The good old dividend yield is a common measure of value, although once again it may be better to average dividends over the last decade rather than just using the latest payment.
However, when you’re looking at high quality, very consistent companies then the current yield is still useful. Domino’s Pizza shares currently have a dividend yield of 2.7% while the FTSE 100 manages 3.5%.
Once again, Domino’s Pizza shares are relatively expensive with a lower yield than average, but that should be expected for a high growth, high quality business.
The question is how much yield are you willing to give up today in the hope of future growth tomorrow?
Buy, hold or sell?
Looking at the analysis above, you can see that Domino’s Pizza scores better than average as a company. Its ability to generate high rates of growth, year after year, put it in the top few percent of all companies in terms of medium-term future prospects.
It is a fantastic business which has had enormous success over the years. At the right price it is exactly the sort of company that would make it into the UK Value Investor Model Portfolio. It’s profitable, dividend paying, growing and relatively low-risk.
But on the other hand, the shares are way more expensive than the average company, with a cyclically adjusted PE more than three times the average, and a dividend yield about a quarter below average too.
There is no question that Domino’s Pizza Group should have a premium rating. But how big should that premium be?
UK Value Investor’s Stock Screen currently ranks Domino’s at position 76 out of 219 stocks. Those stocks are pre-selected and only include companies with a decade-long history of dividend payments, so it’s a tough group to beat. Position 76 is pretty good, and far better than the FTSE 100 which came in at position 130.

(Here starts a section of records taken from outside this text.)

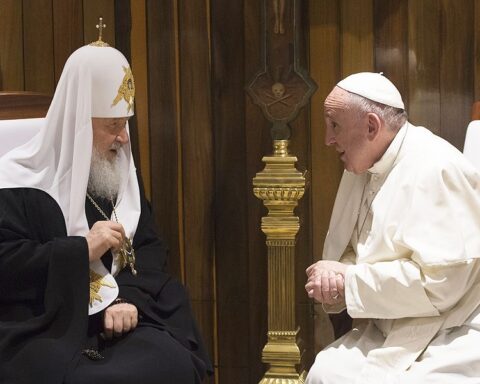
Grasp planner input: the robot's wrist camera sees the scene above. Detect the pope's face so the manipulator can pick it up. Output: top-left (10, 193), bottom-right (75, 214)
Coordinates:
top-left (324, 87), bottom-right (373, 174)
top-left (92, 117), bottom-right (129, 160)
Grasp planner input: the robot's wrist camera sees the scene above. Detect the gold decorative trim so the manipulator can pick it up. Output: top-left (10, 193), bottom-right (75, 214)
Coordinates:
top-left (112, 67), bottom-right (135, 113)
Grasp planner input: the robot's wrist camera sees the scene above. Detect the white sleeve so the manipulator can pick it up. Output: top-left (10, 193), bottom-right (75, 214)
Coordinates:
top-left (345, 259), bottom-right (480, 319)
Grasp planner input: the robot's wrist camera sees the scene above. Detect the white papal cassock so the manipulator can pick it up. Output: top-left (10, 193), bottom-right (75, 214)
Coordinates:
top-left (307, 123), bottom-right (480, 384)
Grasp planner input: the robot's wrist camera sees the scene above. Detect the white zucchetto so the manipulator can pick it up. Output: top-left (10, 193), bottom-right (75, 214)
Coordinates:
top-left (337, 72), bottom-right (405, 109)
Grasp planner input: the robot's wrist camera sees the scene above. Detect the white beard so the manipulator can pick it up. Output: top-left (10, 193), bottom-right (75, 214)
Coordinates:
top-left (88, 147), bottom-right (122, 200)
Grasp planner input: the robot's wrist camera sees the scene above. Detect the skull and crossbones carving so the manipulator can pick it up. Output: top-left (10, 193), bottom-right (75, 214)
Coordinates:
top-left (265, 82), bottom-right (291, 107)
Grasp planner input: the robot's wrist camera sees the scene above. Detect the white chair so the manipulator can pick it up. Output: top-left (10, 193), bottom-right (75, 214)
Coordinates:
top-left (463, 101), bottom-right (480, 170)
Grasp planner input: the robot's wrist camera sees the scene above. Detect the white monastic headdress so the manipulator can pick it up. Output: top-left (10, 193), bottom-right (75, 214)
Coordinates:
top-left (0, 37), bottom-right (140, 314)
top-left (337, 72), bottom-right (405, 109)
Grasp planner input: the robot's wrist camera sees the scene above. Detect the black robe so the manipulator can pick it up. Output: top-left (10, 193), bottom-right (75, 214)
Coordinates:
top-left (0, 183), bottom-right (212, 384)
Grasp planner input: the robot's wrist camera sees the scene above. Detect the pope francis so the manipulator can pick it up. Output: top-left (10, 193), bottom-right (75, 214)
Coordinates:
top-left (305, 73), bottom-right (480, 384)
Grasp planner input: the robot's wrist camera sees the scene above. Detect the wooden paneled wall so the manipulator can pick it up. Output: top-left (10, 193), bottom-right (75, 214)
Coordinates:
top-left (0, 0), bottom-right (480, 384)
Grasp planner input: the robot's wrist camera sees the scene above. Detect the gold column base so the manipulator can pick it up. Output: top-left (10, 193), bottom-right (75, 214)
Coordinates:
top-left (259, 370), bottom-right (307, 384)
top-left (259, 329), bottom-right (307, 384)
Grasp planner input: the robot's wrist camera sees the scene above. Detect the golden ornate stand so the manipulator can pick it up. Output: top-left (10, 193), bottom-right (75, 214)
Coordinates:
top-left (253, 140), bottom-right (306, 384)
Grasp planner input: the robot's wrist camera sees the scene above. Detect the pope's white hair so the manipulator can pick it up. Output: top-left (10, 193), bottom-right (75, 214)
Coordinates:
top-left (88, 147), bottom-right (122, 199)
top-left (347, 92), bottom-right (408, 131)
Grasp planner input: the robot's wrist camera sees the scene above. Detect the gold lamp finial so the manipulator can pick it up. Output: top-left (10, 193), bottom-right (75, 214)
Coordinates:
top-left (90, 16), bottom-right (109, 47)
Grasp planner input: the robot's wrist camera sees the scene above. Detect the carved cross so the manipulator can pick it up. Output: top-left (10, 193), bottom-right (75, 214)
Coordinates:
top-left (95, 16), bottom-right (107, 41)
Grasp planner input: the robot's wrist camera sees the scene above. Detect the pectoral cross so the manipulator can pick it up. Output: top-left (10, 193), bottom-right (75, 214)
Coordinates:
top-left (95, 16), bottom-right (107, 41)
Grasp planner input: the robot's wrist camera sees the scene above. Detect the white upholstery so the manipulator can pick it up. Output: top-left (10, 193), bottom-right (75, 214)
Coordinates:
top-left (463, 120), bottom-right (480, 170)
top-left (0, 118), bottom-right (45, 156)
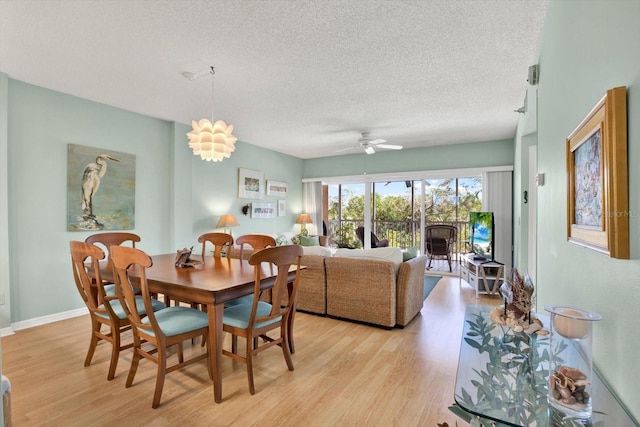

However, if Domino’s were put into the UK Value Investor Model Portfolio it would be the second lowest ranking stock in the portfolio. So for the Model Portfolio, Domino’s shares are closer to being a sell than a buy or hold.
The same principle of comparing potential investments to existing investments applies to you. Domino’s is an above average business trading at a slight premium to the average business, but overall it looks like the shares are quite attractively priced. But whether they are a buy, a hold or a sell depends on what you already have in your portfolio and your assessment of the quality and value of the shares you already own.
Once you have that information your next stock pick will make much more sense in relation to the rest of your portfolio.
At the time of writing John does not own any of the shares mentioned. For the UKVI Model Portfolio this quantitative analysis would be followed by a series of qualitative questions about the company and its industry.